Going back to that BRC letter…
Falling back on to WTO rules would also increase the cost of sourcing from beyond the EU. The import cost of women’s clothing from Bangladesh would be 12% higher, while Chilean wine would be 14% dearer for importers.
Yes, we would expect the UK to remain a member of the WTO which is an advisory/co-ordinating body rather than a supra-national quasi-government. The obvious point is that the WTO has no rule stipulating minimum or default tariffs.
(Nobody questioned why the BRC specifically mentioned Bangladeshi clothes or Chilean wine. It turns out that they were cherry picking:
Bangladesh has been a WTO member since 1995 and, as a least developed country, benefits from the EU's “Everything but Arms” arrangement, which grants duty free, quota free access for all exports, except arms and ammunition.
The EU and Chile concluded an Association Agreement in 2002, which included a comprehensive Free Trade Agreement that entered into force in February 2003. The EU-Chile Free Trade Agreement is broad and comprehensive and covers all the areas of EU-Chile trade relations.)
Daniel Hannan, who is good on principles but useless on facts fell for it, as gleefully reported by The Daily Mirror, and tweeted thusly:
This is idiotic.
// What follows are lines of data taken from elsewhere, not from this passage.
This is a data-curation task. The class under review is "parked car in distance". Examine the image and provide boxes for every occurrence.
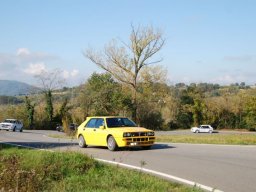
[0,119,23,132]
[191,125,213,133]
[77,116,155,151]
[56,123,77,132]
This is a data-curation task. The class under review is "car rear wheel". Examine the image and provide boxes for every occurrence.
[20,128,23,132]
[78,135,87,148]
[13,127,16,132]
[107,136,118,151]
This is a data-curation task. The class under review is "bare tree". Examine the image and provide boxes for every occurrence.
[85,25,165,120]
[35,69,65,92]
[35,69,65,125]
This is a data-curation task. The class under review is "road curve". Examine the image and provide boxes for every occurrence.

Chilean wine 14% more expensive? It's currently subject to a 32% EU tariff, which we can now scrap.
Haha! cry the Bremoaners, he didn't know that there was an EU-Chile FTA! Others pointed out that the EU default tarrif on wine is 8p per bottle (although some official sources did incorrectly give the figure as 32%, which is about par for the course for EU tariffs on food, so a forgivable mistake on Hannan's part). So, they argue, Hannan's lack of grasp of finer detail undermines his general point! No it doesn't. His general point was and is sound.
And so bloody what? The BRC were clearly cherry picking examples, thus making their whole letter questionable, and they still haven't explained where it says that WTO members must impose a minimum tariff of 14% on imported wine. Because it simply doesn't, I've checked.
The final point is the general principle of continuity of international treaties, so if the UK leaves the EU, we are then almost automatically in a UK-Bangladesh FTA and a UK-Chile FTA on the same terms and conditions as the EU-Bangladesh FTA or the EU-Chile FTA, and so on, until and unless one party abrogates it.